An alternative starting regimen that uses the same drug classes as combivir and kaletra and which may be better tolerated is truvada (TDF + FTC) and atazanavir (ATV) boosted with ritonavir. All components of the truvada plus atazanavir regimen are dosed once daily. Of note because of the pharmacokinetics of PIs in pregnancy, most experts recommend increasing the dose of medications in this drug class in the second and third trimesters.
Caveats about specific medications
Abacavir (alternative NRTI) is associated with a hypersensitivity reaction and should only be used after testing for the HLA-B*5701 allele. Patients who test negative for this allele are not at risk for the hypersensitivity reaction and can take abacavir.
Nevirapine (preferred NNRTI) should not be used in women with CD4 counts over 250, as there is a risk of life-threatening lactic acidosis in immunocompetent patients who are treated with nevirapine.
Regimens that are given as one pill once per day include include Atripa and Complera. Atripla includes two NRTIs (TDF, FTC) and an NNRTI, efavirenz, which should not be given in the first trimester (see above).
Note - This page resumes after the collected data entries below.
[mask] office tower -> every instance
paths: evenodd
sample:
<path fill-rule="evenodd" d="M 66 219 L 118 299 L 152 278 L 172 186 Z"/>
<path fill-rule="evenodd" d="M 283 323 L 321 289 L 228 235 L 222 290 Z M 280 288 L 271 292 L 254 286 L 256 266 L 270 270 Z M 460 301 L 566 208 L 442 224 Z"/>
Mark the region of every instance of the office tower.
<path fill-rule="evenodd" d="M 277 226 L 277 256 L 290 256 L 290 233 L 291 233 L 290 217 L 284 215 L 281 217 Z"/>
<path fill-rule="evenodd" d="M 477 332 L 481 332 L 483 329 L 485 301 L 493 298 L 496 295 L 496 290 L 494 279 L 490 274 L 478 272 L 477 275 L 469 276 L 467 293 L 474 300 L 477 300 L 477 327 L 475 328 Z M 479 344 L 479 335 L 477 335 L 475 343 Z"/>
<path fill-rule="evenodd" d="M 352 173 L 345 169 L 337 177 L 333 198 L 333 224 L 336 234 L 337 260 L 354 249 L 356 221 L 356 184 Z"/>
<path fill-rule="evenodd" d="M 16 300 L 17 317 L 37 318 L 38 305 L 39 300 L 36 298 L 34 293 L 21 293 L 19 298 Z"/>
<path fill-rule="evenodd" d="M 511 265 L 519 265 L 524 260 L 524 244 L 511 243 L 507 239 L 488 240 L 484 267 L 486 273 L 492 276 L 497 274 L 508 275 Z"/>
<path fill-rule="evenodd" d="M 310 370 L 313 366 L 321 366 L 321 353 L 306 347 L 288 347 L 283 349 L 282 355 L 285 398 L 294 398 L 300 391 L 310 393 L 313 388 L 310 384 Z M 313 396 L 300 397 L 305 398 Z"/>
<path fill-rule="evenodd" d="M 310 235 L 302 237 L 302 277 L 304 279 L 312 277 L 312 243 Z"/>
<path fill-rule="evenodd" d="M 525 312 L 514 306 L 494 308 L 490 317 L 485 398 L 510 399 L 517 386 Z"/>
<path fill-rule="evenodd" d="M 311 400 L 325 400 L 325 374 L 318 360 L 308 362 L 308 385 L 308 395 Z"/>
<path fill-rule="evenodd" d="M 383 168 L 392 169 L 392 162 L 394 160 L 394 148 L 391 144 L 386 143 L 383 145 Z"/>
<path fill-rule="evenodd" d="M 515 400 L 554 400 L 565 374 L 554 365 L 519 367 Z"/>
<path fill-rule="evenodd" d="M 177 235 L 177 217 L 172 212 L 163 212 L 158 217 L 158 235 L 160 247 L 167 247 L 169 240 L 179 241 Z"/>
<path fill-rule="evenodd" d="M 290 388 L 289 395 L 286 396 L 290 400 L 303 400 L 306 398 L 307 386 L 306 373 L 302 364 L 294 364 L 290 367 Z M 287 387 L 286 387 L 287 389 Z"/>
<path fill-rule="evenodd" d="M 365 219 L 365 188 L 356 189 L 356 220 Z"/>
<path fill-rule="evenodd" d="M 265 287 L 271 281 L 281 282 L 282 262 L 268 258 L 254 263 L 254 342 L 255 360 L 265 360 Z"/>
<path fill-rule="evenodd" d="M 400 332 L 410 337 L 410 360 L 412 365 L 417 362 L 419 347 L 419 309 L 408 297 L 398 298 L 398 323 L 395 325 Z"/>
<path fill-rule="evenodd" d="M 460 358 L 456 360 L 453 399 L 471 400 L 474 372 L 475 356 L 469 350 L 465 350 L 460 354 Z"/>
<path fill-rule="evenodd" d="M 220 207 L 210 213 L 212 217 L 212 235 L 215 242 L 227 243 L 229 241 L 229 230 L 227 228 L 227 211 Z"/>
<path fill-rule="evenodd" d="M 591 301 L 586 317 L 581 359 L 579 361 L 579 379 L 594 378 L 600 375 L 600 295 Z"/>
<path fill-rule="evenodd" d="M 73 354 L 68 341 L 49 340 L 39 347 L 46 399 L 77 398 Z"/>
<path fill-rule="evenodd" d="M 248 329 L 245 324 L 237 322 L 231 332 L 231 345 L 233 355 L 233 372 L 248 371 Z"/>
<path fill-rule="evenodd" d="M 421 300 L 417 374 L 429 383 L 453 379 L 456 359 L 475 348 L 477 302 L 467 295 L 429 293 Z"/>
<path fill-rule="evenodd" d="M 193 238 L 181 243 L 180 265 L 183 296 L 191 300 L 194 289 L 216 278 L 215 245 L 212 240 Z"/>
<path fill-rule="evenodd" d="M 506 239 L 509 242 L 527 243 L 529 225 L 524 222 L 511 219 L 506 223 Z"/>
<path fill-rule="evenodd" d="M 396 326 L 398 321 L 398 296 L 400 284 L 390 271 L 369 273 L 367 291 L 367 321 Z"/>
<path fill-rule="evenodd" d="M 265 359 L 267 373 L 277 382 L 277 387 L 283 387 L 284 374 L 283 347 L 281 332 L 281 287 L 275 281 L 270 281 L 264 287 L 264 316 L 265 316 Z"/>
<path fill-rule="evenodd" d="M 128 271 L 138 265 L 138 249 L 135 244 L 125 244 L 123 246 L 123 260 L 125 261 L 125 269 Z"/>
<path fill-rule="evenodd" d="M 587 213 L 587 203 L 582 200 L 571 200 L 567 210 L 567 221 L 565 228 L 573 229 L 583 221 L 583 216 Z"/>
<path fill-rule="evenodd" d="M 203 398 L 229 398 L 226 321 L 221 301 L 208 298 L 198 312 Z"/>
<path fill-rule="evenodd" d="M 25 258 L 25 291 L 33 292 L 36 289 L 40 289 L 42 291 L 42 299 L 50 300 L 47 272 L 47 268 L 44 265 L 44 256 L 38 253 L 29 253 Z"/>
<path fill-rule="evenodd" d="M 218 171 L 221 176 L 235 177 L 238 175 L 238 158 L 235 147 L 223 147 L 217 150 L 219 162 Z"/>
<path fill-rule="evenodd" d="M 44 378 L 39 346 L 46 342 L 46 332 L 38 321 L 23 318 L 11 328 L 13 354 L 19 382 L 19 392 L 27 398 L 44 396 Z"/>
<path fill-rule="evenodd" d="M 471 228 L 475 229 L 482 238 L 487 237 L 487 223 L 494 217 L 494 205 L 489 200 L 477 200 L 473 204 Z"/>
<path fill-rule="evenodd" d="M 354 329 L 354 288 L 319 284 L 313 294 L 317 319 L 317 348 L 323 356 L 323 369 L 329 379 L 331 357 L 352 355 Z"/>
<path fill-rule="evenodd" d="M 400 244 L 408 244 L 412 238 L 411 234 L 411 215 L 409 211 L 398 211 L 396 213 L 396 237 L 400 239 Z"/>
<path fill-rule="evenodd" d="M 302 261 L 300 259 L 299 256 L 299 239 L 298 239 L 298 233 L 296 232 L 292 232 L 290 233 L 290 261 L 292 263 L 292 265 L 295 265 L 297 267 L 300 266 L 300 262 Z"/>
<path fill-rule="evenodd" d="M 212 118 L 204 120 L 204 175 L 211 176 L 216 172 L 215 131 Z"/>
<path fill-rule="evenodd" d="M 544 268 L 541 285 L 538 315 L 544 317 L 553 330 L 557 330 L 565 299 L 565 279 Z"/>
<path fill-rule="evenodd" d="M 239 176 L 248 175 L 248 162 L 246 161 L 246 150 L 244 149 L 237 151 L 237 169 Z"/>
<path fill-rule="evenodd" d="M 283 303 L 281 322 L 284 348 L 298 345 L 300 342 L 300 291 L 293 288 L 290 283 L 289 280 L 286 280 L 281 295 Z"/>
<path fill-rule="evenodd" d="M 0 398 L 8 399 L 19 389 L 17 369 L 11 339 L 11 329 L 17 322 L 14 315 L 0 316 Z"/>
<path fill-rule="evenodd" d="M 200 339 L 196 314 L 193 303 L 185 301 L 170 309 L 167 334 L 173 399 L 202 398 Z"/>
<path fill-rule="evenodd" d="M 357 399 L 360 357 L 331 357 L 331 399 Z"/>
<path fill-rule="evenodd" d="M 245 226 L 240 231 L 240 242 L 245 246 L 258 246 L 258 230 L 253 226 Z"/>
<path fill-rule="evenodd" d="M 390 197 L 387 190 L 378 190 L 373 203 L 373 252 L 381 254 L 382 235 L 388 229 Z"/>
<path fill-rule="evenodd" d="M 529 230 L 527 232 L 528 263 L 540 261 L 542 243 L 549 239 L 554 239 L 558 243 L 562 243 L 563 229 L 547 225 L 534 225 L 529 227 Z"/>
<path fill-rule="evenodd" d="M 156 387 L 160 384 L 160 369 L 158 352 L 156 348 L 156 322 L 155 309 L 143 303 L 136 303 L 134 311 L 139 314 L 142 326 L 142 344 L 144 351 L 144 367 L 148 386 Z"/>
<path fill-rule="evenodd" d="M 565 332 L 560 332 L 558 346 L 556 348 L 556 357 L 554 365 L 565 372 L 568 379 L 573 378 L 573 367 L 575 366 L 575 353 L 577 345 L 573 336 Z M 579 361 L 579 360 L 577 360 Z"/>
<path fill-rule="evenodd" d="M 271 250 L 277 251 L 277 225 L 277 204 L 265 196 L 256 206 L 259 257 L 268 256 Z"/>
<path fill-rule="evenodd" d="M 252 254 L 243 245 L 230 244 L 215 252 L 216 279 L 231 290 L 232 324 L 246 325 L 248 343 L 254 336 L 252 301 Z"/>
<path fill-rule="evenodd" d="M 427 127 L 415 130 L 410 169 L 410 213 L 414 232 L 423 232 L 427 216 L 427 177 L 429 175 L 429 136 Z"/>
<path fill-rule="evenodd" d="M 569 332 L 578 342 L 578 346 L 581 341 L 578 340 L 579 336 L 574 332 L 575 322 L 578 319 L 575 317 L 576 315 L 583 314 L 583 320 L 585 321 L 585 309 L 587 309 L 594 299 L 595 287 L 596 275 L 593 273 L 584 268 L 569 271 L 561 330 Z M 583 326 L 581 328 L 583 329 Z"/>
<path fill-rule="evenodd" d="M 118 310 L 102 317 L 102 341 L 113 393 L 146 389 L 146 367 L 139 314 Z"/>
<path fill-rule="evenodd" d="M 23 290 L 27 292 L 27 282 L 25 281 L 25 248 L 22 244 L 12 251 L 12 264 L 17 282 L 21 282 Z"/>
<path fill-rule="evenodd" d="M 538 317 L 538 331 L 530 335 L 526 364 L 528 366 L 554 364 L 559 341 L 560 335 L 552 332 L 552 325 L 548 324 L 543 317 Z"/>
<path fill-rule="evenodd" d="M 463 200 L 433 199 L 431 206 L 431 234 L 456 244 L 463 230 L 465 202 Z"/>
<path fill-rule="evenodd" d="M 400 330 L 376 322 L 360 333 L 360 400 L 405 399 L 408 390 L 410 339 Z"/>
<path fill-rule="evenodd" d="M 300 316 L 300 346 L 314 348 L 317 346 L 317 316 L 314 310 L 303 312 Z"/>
Complera is also two NRTIs (TDF, FTC) and an NNRTI, rilpivirine. The ease of dosing makes these regimens an attractive option for patients who have difficulty with taking multiple pills or remembering to take medication more than once a day. Because they are not first line regimens in pregnancy, consultation with an HIV specialist should be considered prior to initiation.
Common side effects of antiretroviral medication include: headache, fatigue, nausea, vomiting, diarrhea. In addition to these, specific drug side effects include:
AZT – anemia
tenofovir – acute kidney injury
atazanavir – hyperbilirubinemia, usually asymptomatic.
Patients should be followed closely for evidence of medication toxicity and to ensure that viral suppression (defined as an HIV viral load below the limit of assay detection) is achieved. A basic metabolic panel, complete blood count, and hepatic function panel should be checked prior to initiation of therapy, one week after starting cART, and monthly thereafter. The patient should be followed with serum viral load measurements 2 weeks after starting therapy and every 4 weeks until reaching an undetectable viral load.
An adequate response to therapy is defined as a decrease of 1 log copy in the serum viral load in 4 weeks (example of 1 log copy decay is from 20,000 copies/mL to 2,000 copies/mL). Once an undetectable viral load has been achieved, testing frequency can decrease. We tend to continue to check viral load every 6-8 weeks. A viral load should be checked at 34-36 weeks to guide the decision about method of delivery. CD4 counts can be checked every 3 months.
All patients should be counseled about the importance of medication adherence, both for their own health, and to reduce the risk of transmission of HIV to their fetus. Poor adherence increases the risk of resistance mutations in the HIV virus, which may render one or more of their medications ineffective, and may mean the patient cannot be treated with any medication in that drug class moving forward. Poor adherence can also result in viral rebound, which increases the risk of perinatal HIV transmission.
In addition to the routine prenatal labs, which should include gonorrhea and chlamydia testing and a pap smear, an HIV infected patient should have the following labs sent:
Hepatitis B surface antibody titers to evaluate for immunity; if non-immune, the patient can be immunized during pregnancy.
Hepatitis C antibody.
CMV and Toxoplasmosis IgG and IgM when the patient’s CD4 count is less than 200.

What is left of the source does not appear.